Les musiciens titulaires de l'Orchestre national Montpellier Languedoc-Roussillon et certains de leurs collaborateurs ont proposé de servir deux projets chambristes aux esthétiques différentes : le Quintette en mi bémol majeur pour piano et vents KV 452 de Mozart (1756-1791) et le Sextuor à cordes Souvenir de Florence opus 70 de Tchaïkovski (1840–1893). Cette articulation dualiste du programme s'est transformé alors en deux pôles d'interprétation, l'un caractérisé par l'excellence tant sur le plan d'ensemble que de l'individu, l'autre sur l'amoncellement de bévues.

C'est autour du pianiste Christophe Sirodeau, le seul à tirer son épingle du jeu de cette première partie, que se sont réunis les principaux représentants des postes titulaires de bois de l'orchestre afin d'interpréter le Quintette en mi bémol majeur KV 452 de Mozart. D'un point de vue d'ensemble, au-delà d'une écoute chambriste absente de la part des vents, d'une gestion des plans sonores inexistantes ne tenant quasiment jamais compte des propositions extrêmement pertinentes du pianiste, nous noterons à de nombreuses reprises des problèmes de mise en place et de précision des hauteurs qui viennent malencontreusement contraster avec le jeu admirable de Christophe Sirodeau alliant légèreté, esthétique mozartienne maîtrisée, sens de l'écoute, travail timbrique dans la plus pure simplicité. De ce fait, le clarinettiste, le corniste et parfois le hautboïste – peut-être par solidarité – proposent des phrases à la justesse malmenée dont la précision de l'acoustique de cette salle ne facilite pas l'esprit de tolérance. Tout espoir de transcendance et d'émergence lié à la simplicité mozartienne si délicate se voit alors devenir vain malgré les innombrables qualités musicales du pianiste. Ce ne sera finalement pas, d'un point de vue de l'interprétaton, la « perle des perles » comme l'avait qualifiée l'écrivain et médecin français Henri Ghéon au début du siècle dernier. Au travers de ce discours où Mozart joue avec les codes et les conventions d'écoute de l'époque, un public déstabilisant ou déstabilisé vient applaudir entre chaque mouvements, une curiosité supplémentaire...

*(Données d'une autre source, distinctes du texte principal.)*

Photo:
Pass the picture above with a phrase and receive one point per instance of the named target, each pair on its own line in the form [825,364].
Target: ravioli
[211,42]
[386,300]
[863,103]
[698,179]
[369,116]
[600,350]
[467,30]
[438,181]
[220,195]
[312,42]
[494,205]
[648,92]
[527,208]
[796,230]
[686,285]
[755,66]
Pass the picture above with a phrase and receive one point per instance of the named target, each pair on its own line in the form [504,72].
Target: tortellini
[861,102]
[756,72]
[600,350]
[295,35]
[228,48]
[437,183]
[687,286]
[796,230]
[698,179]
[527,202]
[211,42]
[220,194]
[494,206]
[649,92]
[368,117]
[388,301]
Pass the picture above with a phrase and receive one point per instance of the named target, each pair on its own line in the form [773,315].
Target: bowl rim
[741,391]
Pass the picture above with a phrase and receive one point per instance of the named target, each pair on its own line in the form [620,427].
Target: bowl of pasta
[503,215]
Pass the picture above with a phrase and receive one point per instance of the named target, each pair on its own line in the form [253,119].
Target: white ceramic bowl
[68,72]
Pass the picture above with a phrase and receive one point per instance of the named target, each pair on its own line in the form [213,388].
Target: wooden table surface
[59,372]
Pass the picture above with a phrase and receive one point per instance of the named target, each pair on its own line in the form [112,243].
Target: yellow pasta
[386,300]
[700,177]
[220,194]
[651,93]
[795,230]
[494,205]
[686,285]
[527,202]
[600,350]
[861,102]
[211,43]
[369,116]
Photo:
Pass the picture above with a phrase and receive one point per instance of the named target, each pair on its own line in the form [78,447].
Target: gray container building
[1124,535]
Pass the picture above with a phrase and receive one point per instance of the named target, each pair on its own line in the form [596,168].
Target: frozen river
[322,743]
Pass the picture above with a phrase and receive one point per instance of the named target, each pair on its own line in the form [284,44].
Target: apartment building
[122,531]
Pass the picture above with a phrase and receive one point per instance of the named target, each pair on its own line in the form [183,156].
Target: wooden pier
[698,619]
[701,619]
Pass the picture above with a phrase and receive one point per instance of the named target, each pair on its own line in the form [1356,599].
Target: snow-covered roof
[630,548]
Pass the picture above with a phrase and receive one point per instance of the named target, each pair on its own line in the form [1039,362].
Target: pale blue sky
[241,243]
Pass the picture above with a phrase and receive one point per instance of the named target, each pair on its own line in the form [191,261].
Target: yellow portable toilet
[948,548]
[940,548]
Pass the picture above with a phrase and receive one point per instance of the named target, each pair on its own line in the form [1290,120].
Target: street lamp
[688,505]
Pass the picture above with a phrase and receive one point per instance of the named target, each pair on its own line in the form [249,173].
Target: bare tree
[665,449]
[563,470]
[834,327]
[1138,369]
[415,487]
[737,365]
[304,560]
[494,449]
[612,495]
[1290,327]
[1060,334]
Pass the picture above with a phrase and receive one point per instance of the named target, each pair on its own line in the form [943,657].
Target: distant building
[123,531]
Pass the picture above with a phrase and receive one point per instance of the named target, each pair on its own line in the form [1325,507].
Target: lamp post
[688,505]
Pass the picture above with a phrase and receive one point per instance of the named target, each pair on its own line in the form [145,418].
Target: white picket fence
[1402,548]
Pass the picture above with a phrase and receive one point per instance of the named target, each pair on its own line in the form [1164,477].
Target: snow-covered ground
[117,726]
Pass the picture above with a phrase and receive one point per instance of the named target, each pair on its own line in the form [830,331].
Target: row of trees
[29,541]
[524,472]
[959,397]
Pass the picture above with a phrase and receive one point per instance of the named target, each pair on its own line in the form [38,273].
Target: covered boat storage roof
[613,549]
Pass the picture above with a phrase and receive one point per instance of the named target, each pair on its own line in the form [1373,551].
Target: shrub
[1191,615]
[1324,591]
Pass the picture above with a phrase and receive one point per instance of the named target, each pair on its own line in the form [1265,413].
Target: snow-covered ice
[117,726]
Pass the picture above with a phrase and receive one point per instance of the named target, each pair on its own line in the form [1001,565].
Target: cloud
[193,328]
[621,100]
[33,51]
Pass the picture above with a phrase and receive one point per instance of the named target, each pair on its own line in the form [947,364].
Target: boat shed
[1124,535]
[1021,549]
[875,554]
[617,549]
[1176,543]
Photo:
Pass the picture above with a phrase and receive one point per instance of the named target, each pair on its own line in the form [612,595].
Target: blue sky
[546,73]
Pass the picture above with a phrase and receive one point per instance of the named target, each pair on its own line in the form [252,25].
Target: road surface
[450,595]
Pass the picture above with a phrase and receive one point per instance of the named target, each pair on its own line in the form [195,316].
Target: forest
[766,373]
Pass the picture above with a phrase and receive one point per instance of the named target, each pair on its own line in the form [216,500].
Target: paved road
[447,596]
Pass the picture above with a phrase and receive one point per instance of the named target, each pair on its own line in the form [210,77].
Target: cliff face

En revanche, l'ensemble de musique de chambre constitutif de la deuxième partie du concert nous a présenté une interprétation du Sextuor à cordes Op. 70 de Tchaïkovsky empreinte d'une énergie débordante. À l'opposé de leurs homologues, leur interprétation témoigne d'une gestion de l'espace et des plans sonores d'un intérêt admirable, d'une homogénéité de texture remarquable suscitant des émergences notables notamment sur les qualités timbriques. Le sens du phrasé, de l'équilibre des parties, la mise en relief de la structure globale, l'unité instrumentale témoignant d'un grand sens de l'écoute étaient le corollaire de prestations individuelles d'un niveau notable. Leurs qualités respectives de musiciens chambristes ainsi que leur virtuosité donnaient un relief et une dimension d'ensemble à féliciter de par la tenue inexorable de la trajectoire discursive tout au long des quatre mouvements.

« La joie de vivre s'exprime ici à plein, et ce n'est pas un simple bonheur qui se donne à entendre, mais une véritable rage de vivre, de profiter de la vie », ces quelques lignes extraites de la note de programme, emplies d'un certain lyrisme, se conjuguent particulièrement bien a posteriori avec le message transmis par les interprètes du sextuor. Comme le souligne Pierre Corneille : « qui veut tout retenir laisse tout échapper » ; nous préférerons donc tenter de ne pas retenir dans notre mémoire la proposition de cette première partie du concert, ne souhaitant en aucun cas oublier une telle interprétation du Sextuor Op. 70 de Tchaïkovski.